Automatically remove duplicate file reads, script outputs, and grep results from Claude Code session transcripts. Uses deterministic deduplication (not LLM-based) to reduce token waste and lower hallucination risk when resuming sessions.
During typical Claude Code sessions, you naturally read the same files multiple times:
- Read file to understand context
- Make edits
- Read again to verify changes (duplicate)
- Exchange messages with Claude
- Read again to refresh context (duplicate)
Each read creates a session transcript entry. When you /resume, Claude reconstructs the entire conversation from the transcript—expensive reconstruction that includes all those duplicate reads. The plugin removes exact duplicates while keeping intervening messages intact, resulting in a smaller transcript that costs fewer tokens to reconstruct on resume.
Example:
Session 1: Read config.json (57 bytes)
[Edit config.json]
Read config.json again (57 bytes, same content)
[Chat with Claude]
Read config.json once more (57 bytes, same content)
Plugin removes: 2 duplicate reads = 114 bytes (~28 tokens)
Result: Next /resume pays ~28 fewer tokens to reconstruct
The plugin uses deterministic content matching (comparing file hashes), never making LLM-based decisions.
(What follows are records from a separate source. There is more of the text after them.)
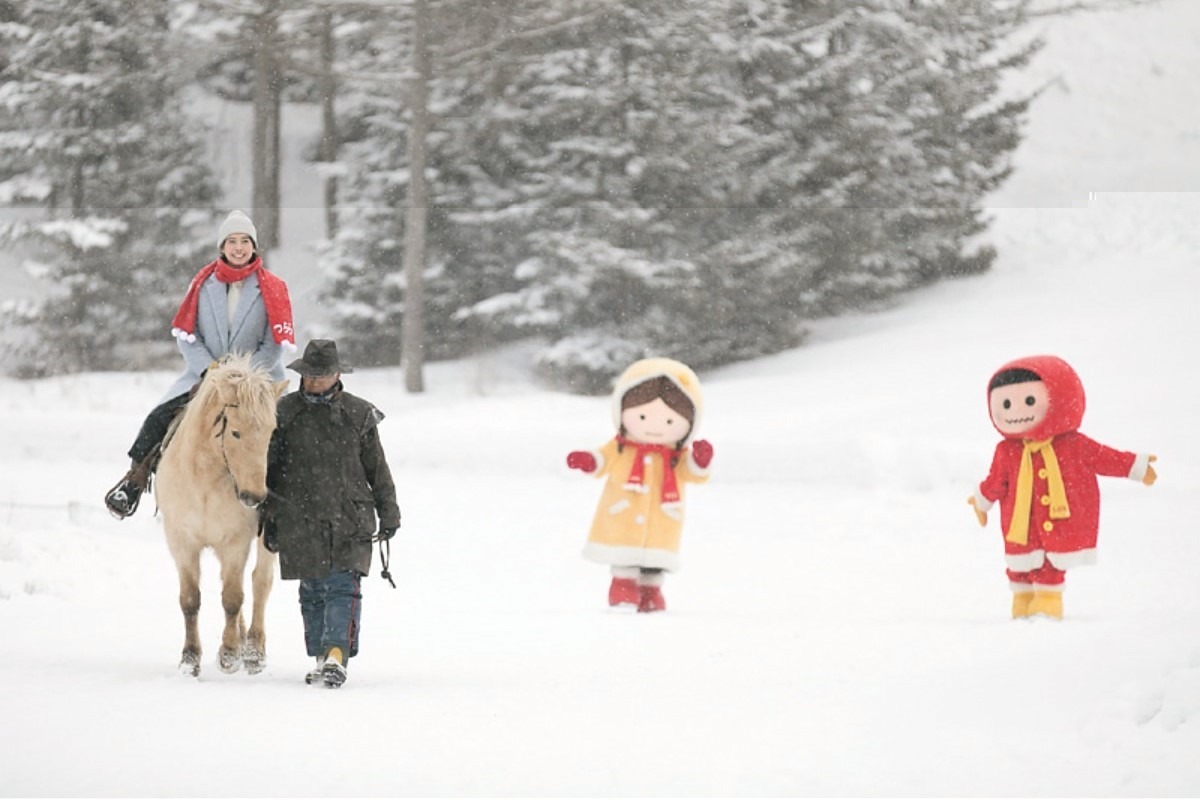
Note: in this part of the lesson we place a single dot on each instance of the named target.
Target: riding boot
(123, 499)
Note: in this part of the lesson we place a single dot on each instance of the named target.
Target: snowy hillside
(840, 626)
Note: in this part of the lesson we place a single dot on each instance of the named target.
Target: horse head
(244, 398)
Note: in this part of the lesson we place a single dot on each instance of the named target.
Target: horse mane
(234, 379)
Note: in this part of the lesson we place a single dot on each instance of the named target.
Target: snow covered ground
(840, 626)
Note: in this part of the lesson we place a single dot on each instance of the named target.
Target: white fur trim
(657, 367)
(1071, 560)
(1025, 561)
(652, 578)
(618, 506)
(1138, 471)
(642, 557)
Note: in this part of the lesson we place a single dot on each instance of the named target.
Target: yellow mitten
(982, 516)
(1021, 601)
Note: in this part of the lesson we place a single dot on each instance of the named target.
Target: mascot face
(654, 423)
(1036, 397)
(1019, 408)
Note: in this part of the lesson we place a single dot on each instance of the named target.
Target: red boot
(623, 591)
(652, 600)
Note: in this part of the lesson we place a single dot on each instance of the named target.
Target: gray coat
(329, 480)
(215, 337)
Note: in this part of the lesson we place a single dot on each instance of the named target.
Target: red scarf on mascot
(636, 480)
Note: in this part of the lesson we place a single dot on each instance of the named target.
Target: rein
(223, 421)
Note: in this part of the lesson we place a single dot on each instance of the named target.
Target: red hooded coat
(1071, 541)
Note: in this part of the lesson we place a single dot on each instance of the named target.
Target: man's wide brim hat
(319, 359)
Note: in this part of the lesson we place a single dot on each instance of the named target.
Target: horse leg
(189, 565)
(255, 653)
(233, 572)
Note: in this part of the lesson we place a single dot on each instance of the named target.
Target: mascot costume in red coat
(1043, 475)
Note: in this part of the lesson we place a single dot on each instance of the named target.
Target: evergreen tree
(103, 148)
(685, 179)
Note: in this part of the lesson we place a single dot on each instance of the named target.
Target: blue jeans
(333, 609)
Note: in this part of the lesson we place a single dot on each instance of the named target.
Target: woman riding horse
(233, 305)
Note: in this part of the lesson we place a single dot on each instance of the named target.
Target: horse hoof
(229, 661)
(190, 665)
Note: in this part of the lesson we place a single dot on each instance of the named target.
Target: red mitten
(582, 461)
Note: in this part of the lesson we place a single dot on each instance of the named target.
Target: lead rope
(384, 555)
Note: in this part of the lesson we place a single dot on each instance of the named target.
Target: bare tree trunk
(268, 89)
(413, 334)
(329, 120)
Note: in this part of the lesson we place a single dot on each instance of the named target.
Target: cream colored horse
(211, 476)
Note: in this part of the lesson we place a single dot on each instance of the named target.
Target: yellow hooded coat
(633, 527)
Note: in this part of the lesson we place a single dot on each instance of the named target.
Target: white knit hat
(237, 223)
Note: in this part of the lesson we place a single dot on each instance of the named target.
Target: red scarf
(642, 451)
(273, 288)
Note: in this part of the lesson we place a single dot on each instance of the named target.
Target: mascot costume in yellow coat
(657, 404)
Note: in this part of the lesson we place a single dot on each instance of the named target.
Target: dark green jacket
(329, 480)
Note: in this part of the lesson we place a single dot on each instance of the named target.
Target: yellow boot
(1021, 601)
(1048, 603)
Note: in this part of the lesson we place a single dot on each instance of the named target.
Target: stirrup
(123, 499)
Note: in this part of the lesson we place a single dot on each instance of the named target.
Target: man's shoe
(333, 672)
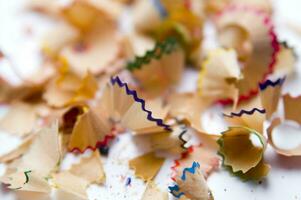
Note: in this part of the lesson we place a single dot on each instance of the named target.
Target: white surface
(284, 180)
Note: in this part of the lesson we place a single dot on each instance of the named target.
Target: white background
(284, 180)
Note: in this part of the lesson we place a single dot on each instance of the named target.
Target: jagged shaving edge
(175, 188)
(274, 44)
(238, 173)
(177, 161)
(269, 83)
(181, 137)
(245, 112)
(133, 93)
(98, 144)
(190, 170)
(161, 48)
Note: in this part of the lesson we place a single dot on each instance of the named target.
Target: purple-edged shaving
(245, 112)
(269, 83)
(191, 170)
(133, 93)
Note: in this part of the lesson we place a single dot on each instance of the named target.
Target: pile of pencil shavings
(97, 82)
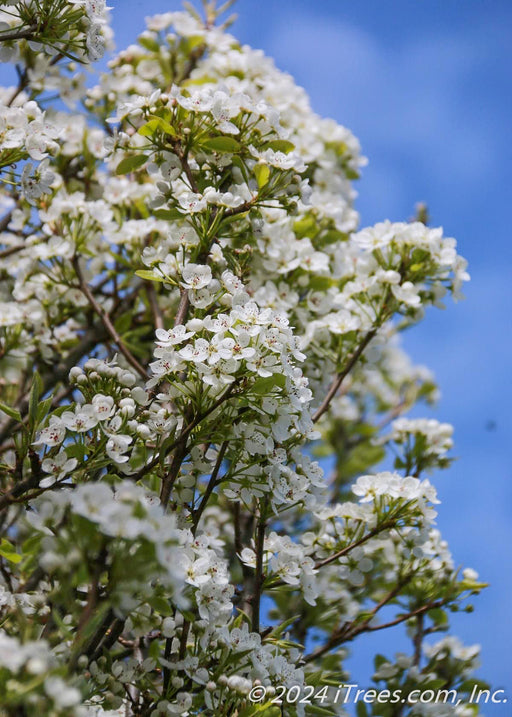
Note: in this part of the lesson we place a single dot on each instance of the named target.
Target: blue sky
(426, 86)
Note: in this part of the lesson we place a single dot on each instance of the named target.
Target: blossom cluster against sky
(425, 86)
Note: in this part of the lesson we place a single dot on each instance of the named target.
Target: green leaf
(169, 214)
(149, 129)
(11, 412)
(33, 400)
(43, 409)
(262, 174)
(8, 551)
(265, 385)
(161, 605)
(149, 275)
(279, 145)
(128, 164)
(164, 125)
(221, 144)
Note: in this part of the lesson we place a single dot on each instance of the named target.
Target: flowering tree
(189, 316)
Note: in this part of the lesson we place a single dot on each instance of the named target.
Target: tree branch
(107, 323)
(340, 377)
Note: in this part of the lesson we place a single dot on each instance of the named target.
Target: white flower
(82, 419)
(406, 293)
(59, 466)
(196, 276)
(53, 434)
(103, 406)
(116, 446)
(36, 183)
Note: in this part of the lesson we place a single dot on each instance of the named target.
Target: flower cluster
(189, 317)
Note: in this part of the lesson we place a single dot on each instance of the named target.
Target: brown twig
(105, 319)
(259, 577)
(340, 377)
(209, 488)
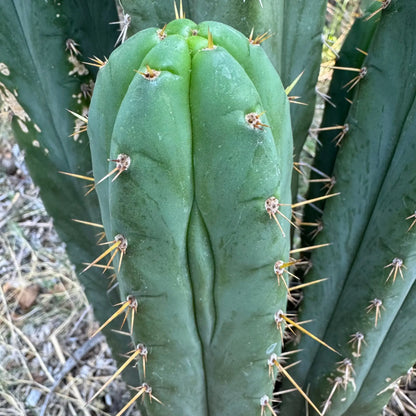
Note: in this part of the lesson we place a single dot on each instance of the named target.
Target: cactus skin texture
(359, 36)
(39, 72)
(201, 247)
(375, 171)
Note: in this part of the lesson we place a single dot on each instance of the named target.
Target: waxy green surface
(367, 226)
(201, 247)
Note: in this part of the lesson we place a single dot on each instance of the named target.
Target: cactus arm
(301, 52)
(374, 167)
(39, 74)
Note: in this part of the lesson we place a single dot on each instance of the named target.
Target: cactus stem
(283, 371)
(346, 368)
(357, 339)
(361, 51)
(85, 178)
(396, 266)
(311, 201)
(376, 304)
(413, 222)
(356, 80)
(162, 32)
(140, 350)
(144, 388)
(101, 236)
(325, 97)
(180, 14)
(129, 302)
(265, 403)
(280, 267)
(292, 99)
(122, 164)
(99, 63)
(253, 119)
(100, 266)
(292, 85)
(303, 285)
(210, 41)
(93, 224)
(313, 168)
(384, 5)
(78, 116)
(125, 23)
(71, 47)
(309, 248)
(122, 247)
(119, 243)
(150, 73)
(280, 315)
(272, 205)
(74, 175)
(259, 38)
(336, 383)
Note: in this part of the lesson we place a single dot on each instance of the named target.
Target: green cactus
(375, 171)
(190, 136)
(190, 202)
(341, 92)
(48, 81)
(294, 47)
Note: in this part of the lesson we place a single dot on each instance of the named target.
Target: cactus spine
(209, 142)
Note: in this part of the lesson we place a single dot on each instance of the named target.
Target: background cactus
(374, 171)
(199, 237)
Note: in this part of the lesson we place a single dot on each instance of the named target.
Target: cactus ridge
(209, 141)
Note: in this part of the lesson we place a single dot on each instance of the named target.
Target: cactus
(190, 202)
(294, 44)
(375, 258)
(190, 139)
(333, 127)
(55, 75)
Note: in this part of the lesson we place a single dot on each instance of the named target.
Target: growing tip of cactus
(280, 316)
(396, 267)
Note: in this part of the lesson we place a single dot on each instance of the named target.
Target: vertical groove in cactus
(46, 77)
(359, 37)
(201, 246)
(376, 177)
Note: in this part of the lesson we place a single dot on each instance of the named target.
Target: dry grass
(45, 317)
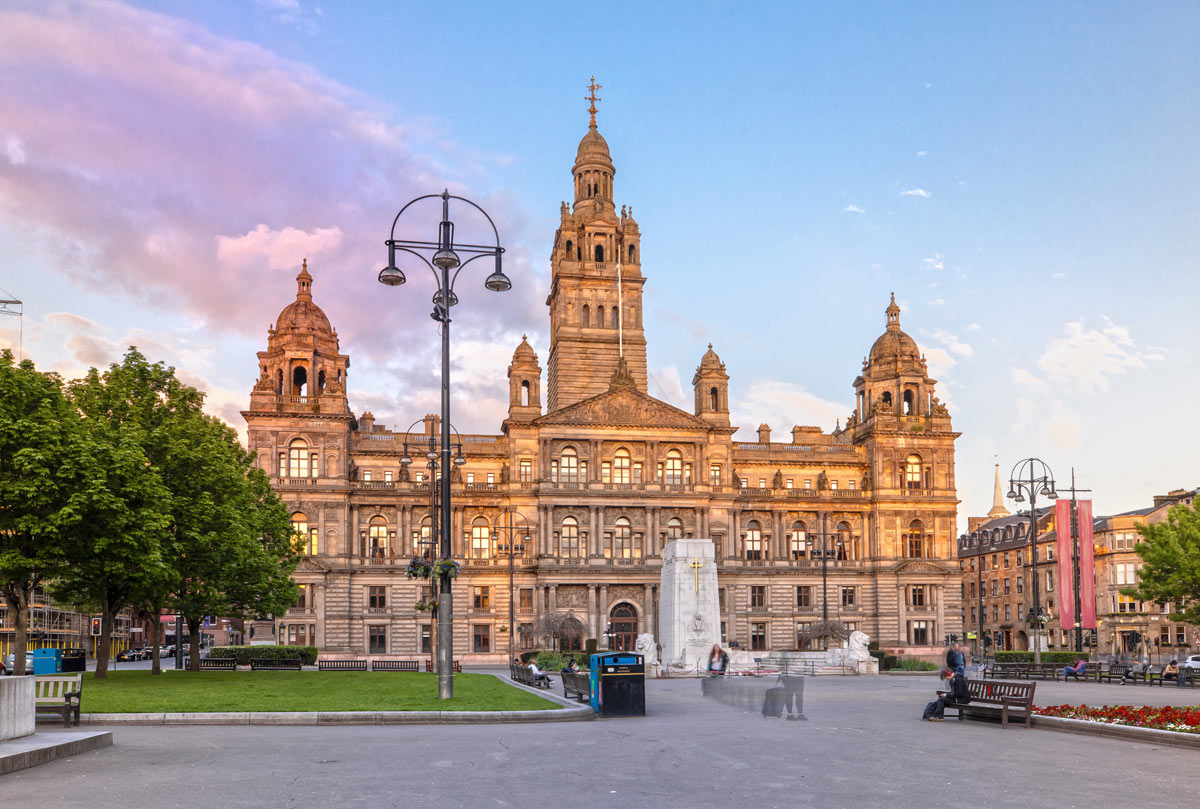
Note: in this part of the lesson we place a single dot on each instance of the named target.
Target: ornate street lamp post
(1031, 478)
(444, 257)
(511, 547)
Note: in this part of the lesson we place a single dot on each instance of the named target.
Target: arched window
(569, 466)
(569, 538)
(480, 539)
(673, 468)
(845, 549)
(797, 541)
(300, 460)
(916, 540)
(299, 381)
(623, 539)
(377, 538)
(305, 535)
(621, 466)
(754, 540)
(912, 472)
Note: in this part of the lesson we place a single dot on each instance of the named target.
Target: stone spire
(997, 499)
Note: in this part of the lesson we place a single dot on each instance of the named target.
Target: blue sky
(1023, 177)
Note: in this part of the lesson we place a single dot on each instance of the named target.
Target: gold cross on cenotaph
(593, 97)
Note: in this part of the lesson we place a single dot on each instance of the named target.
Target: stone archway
(623, 621)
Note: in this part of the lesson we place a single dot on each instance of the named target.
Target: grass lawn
(186, 691)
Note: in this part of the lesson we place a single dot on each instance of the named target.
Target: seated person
(1079, 667)
(539, 676)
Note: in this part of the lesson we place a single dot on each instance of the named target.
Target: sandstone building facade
(604, 475)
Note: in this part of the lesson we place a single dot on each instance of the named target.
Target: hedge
(307, 654)
(1056, 658)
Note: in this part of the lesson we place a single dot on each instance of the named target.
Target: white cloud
(1087, 357)
(784, 405)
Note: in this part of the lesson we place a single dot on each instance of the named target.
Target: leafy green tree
(1170, 562)
(39, 435)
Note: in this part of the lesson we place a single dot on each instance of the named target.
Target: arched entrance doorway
(623, 621)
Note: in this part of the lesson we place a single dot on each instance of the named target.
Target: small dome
(525, 352)
(894, 346)
(709, 360)
(303, 315)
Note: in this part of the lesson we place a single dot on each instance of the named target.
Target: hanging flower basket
(445, 567)
(418, 568)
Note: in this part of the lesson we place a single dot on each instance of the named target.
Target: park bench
(996, 697)
(281, 664)
(58, 694)
(214, 664)
(396, 665)
(341, 665)
(457, 666)
(579, 683)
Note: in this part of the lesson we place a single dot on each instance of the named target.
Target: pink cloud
(151, 160)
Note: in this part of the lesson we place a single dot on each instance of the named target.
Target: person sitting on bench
(539, 676)
(1080, 667)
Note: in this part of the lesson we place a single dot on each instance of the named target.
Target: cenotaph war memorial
(689, 615)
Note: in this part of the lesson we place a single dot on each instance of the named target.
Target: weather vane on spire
(593, 97)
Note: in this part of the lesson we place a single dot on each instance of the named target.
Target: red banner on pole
(1066, 575)
(1086, 568)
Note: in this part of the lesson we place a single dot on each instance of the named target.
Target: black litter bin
(621, 690)
(73, 660)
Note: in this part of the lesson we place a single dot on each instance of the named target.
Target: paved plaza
(862, 745)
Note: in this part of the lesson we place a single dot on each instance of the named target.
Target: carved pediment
(624, 407)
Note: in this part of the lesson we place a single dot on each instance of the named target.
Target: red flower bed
(1186, 719)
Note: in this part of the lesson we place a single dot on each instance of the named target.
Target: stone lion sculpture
(645, 646)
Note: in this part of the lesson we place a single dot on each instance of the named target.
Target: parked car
(12, 659)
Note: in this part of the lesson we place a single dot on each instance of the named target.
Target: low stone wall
(16, 707)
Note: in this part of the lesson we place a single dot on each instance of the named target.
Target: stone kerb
(16, 707)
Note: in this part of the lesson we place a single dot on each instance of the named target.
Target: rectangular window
(377, 640)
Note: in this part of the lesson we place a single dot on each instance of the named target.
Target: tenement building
(589, 479)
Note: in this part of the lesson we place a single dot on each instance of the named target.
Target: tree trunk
(193, 634)
(105, 642)
(16, 601)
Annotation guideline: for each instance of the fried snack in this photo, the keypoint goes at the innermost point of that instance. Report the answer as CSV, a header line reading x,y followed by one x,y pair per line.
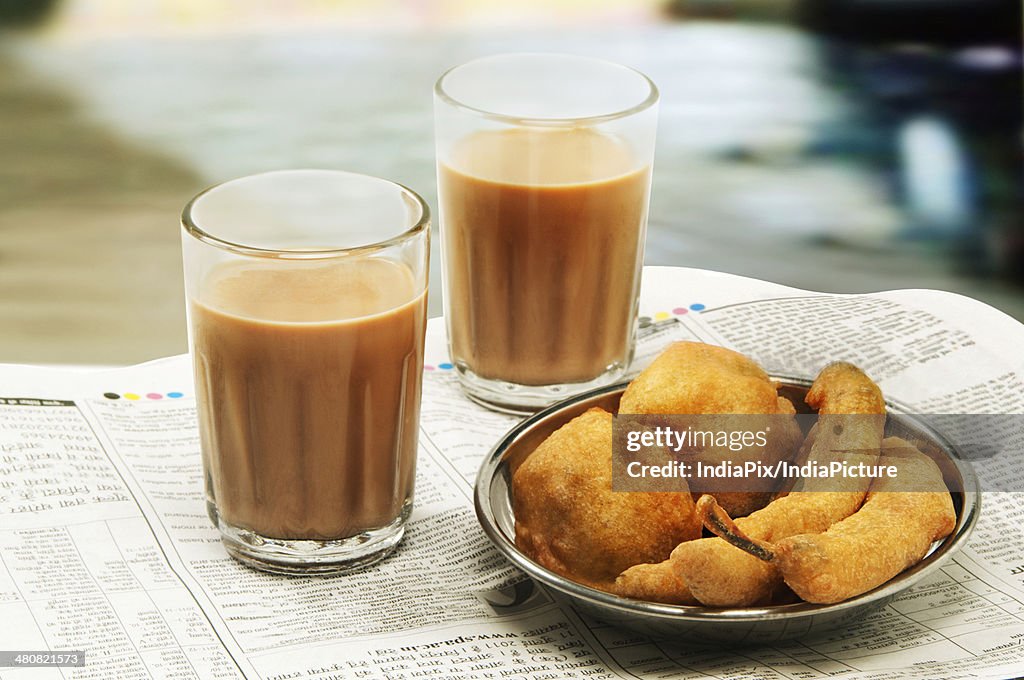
x,y
716,574
701,379
570,521
892,532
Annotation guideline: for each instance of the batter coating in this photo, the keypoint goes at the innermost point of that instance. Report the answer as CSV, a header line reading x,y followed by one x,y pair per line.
x,y
701,379
570,521
851,422
897,524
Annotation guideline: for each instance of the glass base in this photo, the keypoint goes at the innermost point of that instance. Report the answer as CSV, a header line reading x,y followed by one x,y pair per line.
x,y
523,399
292,557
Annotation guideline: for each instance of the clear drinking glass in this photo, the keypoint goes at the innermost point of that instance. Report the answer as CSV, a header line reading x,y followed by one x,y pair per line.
x,y
306,296
544,166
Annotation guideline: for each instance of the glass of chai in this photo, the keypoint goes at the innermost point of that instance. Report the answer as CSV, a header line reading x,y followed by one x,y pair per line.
x,y
306,296
544,165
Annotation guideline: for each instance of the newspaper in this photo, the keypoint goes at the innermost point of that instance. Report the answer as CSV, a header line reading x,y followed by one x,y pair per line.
x,y
105,546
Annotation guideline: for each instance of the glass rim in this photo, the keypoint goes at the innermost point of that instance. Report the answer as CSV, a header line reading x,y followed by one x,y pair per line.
x,y
652,95
193,227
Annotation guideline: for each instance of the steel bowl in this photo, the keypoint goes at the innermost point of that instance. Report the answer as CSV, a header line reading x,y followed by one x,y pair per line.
x,y
694,624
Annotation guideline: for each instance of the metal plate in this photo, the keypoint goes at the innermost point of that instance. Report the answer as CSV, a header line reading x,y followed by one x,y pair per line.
x,y
698,625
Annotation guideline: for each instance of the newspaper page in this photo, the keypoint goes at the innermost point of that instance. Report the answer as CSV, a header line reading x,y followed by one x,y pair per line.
x,y
105,546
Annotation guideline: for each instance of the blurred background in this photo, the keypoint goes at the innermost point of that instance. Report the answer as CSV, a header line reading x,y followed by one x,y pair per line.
x,y
843,145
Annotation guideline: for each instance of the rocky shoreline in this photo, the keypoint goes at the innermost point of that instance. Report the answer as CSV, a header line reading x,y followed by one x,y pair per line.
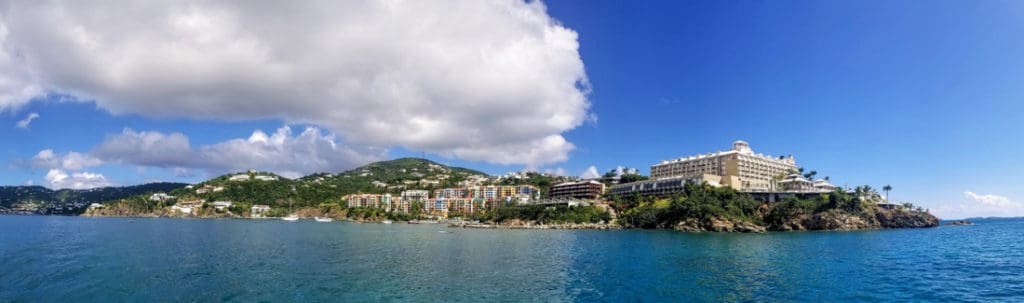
x,y
535,225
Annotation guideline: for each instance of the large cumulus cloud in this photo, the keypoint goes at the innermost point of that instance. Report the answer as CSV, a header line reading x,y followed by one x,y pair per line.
x,y
495,80
290,155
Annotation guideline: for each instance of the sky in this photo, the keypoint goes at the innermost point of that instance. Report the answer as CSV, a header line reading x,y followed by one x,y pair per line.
x,y
927,96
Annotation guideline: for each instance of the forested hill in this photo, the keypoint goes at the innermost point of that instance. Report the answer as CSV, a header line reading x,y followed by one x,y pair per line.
x,y
39,200
248,188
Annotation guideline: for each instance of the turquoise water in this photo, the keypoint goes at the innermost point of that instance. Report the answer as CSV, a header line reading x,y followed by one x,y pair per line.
x,y
73,259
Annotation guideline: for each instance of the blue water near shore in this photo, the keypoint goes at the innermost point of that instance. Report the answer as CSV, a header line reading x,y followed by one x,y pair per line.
x,y
78,259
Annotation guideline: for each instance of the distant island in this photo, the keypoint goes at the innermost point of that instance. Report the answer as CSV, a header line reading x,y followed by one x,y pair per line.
x,y
726,191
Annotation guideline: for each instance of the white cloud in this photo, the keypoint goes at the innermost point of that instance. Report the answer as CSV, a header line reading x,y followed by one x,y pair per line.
x,y
147,148
590,173
70,161
991,200
559,171
977,205
57,178
24,123
291,156
496,81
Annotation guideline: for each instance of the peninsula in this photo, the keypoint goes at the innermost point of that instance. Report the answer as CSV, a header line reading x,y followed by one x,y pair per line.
x,y
734,190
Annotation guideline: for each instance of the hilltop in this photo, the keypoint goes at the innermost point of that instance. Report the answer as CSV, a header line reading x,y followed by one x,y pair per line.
x,y
321,190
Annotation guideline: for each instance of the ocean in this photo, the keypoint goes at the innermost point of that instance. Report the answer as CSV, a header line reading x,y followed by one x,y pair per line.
x,y
81,259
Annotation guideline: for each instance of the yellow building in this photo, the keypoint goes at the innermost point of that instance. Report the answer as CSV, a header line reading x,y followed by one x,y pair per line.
x,y
739,168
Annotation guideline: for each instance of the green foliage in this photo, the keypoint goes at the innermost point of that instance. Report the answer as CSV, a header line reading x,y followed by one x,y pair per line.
x,y
698,202
546,215
60,198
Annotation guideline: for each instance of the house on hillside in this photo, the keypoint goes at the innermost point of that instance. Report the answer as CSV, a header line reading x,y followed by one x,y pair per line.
x,y
161,197
266,178
259,211
222,205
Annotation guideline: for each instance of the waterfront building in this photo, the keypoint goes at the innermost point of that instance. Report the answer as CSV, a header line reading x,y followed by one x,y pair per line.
x,y
385,201
584,189
222,205
416,195
161,197
739,168
665,186
266,178
258,211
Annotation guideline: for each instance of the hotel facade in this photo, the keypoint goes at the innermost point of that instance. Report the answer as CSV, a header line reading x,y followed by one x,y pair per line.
x,y
739,168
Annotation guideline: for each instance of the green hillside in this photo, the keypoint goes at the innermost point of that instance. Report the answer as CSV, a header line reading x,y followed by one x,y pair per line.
x,y
40,200
312,190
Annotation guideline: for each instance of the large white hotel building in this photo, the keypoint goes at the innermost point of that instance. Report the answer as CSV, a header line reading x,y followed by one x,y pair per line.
x,y
738,168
It's safe, reversible, and preserves all context except exact content duplicates.
The plugin intelligently removes three types of duplicate operations:
Identical file content across multiple Read operations is deduplicated. The latest read is always kept (represents current state).
Read 1: config.json → {"debug": false}
[... edits and messages ...]
Read 2: config.json → {"debug": false} (DUPLICATE - marked)
[... more work ...]
Read 3: config.json → {"debug": true} (DIFFERENT - kept)
Identical bash script execution outputs are deduplicated (python, npm, node, dotnet, ruby, java, go, and bash-wrapped variants).
Run 1: npm test → "PASS: 42 tests"
Run 2: npm test → "PASS: 42 tests" (DUPLICATE - marked)
Run 3: npm test → "FAIL: 1 test" (DIFFERENT - kept)
When grep output appears before a later file read with no edits touching the grep-matched lines, the grep is safely deduplicated.
When you edit a file and then grep it, the plugin checks if the edit actually touched the grep-matched lines. Only exact line overlaps prevent dedup—edits to different lines don't block deduplication.
Most beneficial for:
- Long sessions with heavy file reading and editing
- Frequent
/resumeworkflows - each resume costs fewer tokens - Sessions that go idle >5 minutes - cache validator shows savings and suggests resume
- Development workflows with repeated test/build runs
Still helps with:
- Short sessions - any future resume of the session will load a cleaner transcript
- Fresh session workflows - reduced transcript size benefits any eventual resumption
Requirements: Python 3.X (developed with 3.13)
The plugin automatically registers and runs on session end (cleans transcript) and pre-prompt (validates staleness). No configuration required—works with defaults.
The plugin is configurable via environment variables in ~/.claude/settings.json. All settings are optional; defaults are balanced for typical workflows.
Add to your ~/.claude/settings.json to customize deduplication aggressiveness:
{
"env": {
"SMART_COMPACT_DEDUP_MIN_BYTES": "1",
"SMART_COMPACT_MULTILINE_CONTEXT_LINES": "1",
"SMART_COMPACT_SINGLELINE_CONTEXT_CHARS": "10"
}
}SMART_COMPACT_DEDUP_MIN_BYTES - Minimum bytes to replace with marker (default: 1)
- Only creates omission marker if removed content exceeds this threshold
1: Replace all duplicates (maximum compression)100: Only replace if > 100 bytes1000: Only replace large blocks- Use higher values to preserve more inline context, lower for aggressive compression
SMART_COMPACT_MULTILINE_CONTEXT_LINES - Context lines around changes in multiline files (default: 1)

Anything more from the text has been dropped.